Looking even more imposing than 12 months ago, Toronado continues to excite Swettenham’s Adam Sangster, who has long been a fan of his sire, High Chaparral. “We have plenty to look forward to with 130 2-year-olds getting ready to hit the track,” he said.
Sangster is also optimistic about the future of Melbourne Cup hero Americain, who always wows onlookers; as impressive at stud as he was at the races, where so many were captivated by his strength and beauty.
Very happy with the first foals by G1sprinter Rebel Dane on the ground, Sangster welcomed the big group of that horse’s owners who made the trek to Swettenham to see their favourite horse.
Rueing the small issue carried by Puissance de Lune when he was among the favourites in the 2013 W.S Cox Plate, Sangster discussed the popular grey’s first crop of 2-year-olds, noting that they are in a number of successful stables, including the horse’s own trainer, Darren Weir.
Sangster admits to having a favourite on the roster and, as proud breeder of the dual G1-winning sprinter/miler Trust In A Gust, he is entitled to be fond of the chestnut, who seems to get more handsome each year.
“We are privileged to be standing this horse in Victoria,” Sangster said of the globe-trotting seven-time G1 winner Highland Reel, Europe’s all-time leading money-winner, whose family is so well known in Australia with his locally bred G1-placed dam Hveger being a daughter of the great matriarch Circles Of Gold, AJC Oaks-winning dam of Elvstroem and Haradasun.
Highland Reel, whose G1 wins included the Breeders’ Cup Turf, the Hong Kong Vase (twice) and the King George VI and Queen Elizabeth Stakes, is back in Australia for the first time since he ran third to Winx in the 2015 Cox Plate.
From Swettenham in the morning to Darley in the afternoon, the latter’s parade at first threatened by a nasty winter squall, which fortunately soon disappeared, allowing the large crowd to emerge from the tents to take their place around the parade ring.
The recently retired Stradbroke Handicap winner Impending was first on display and the scopey son of Lonhro was admired by all.
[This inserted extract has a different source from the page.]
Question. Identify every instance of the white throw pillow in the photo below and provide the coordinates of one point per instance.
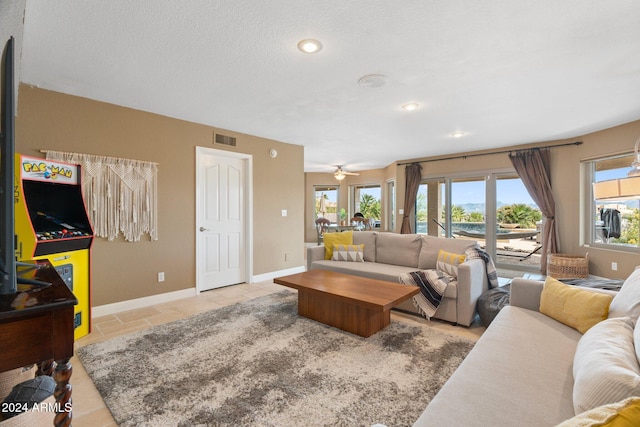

But it is a case of too late for those hoping to get a mare into his harem - the ‘book full’ sign went up early.
“We are delighted to have him in Victoria,” enthused Darley Victoria’s general manager, Andy Makiv, proud the high-class sprinter is a Darley homebred.
As is Exceed And Excel’s dual Group winner Kuroshio, who was one of the biggest show-offs of the day, arching his neck as he pranced right around the ring.
New to Victoria having stood six seasons in New South Wales, four-time G1 winner Sepoy is another whose book is already closed, with Makiv noting, “local breeders have been flocking to him.”
In such fine fettle at 18, Zabeel’s unbeaten son, Reset, was quick off the mark when the handler’s chain snapped - and he was off and running! Little cause for alarm, however, with Darley’s expert staff quick to react and he was soon caught, happy with his little escapade.
With his dashing looks dual G1-winning sprinter Brazen Beau was a crowd favourite and he is well liked by breeders, serving 392 mares over his first three seasons. And trainers love them too, the son of I Am Invincible performing extremely well at the sales.
G1 winner Holler has let down well since his first season last year. He is a horse Makiv describes as being “our best-value stallion”.
The quality of mares served by Street Cry’s two-times G1 winner Street Boss has increased in recent years, making this spring, said Makiv, “a great year to use him”.
Another with a gleaming coat, the chestnut paraded proudly. Maybe he had an inkling of the exploits the day before of Street Cry’s famous daughter.
Last by no means least at Darley was Frosted, whose first local foals are already impressing. A horse who just looks high class - which of course he was - the multiple G1 winner is the only son of Tapit at stud in Australia.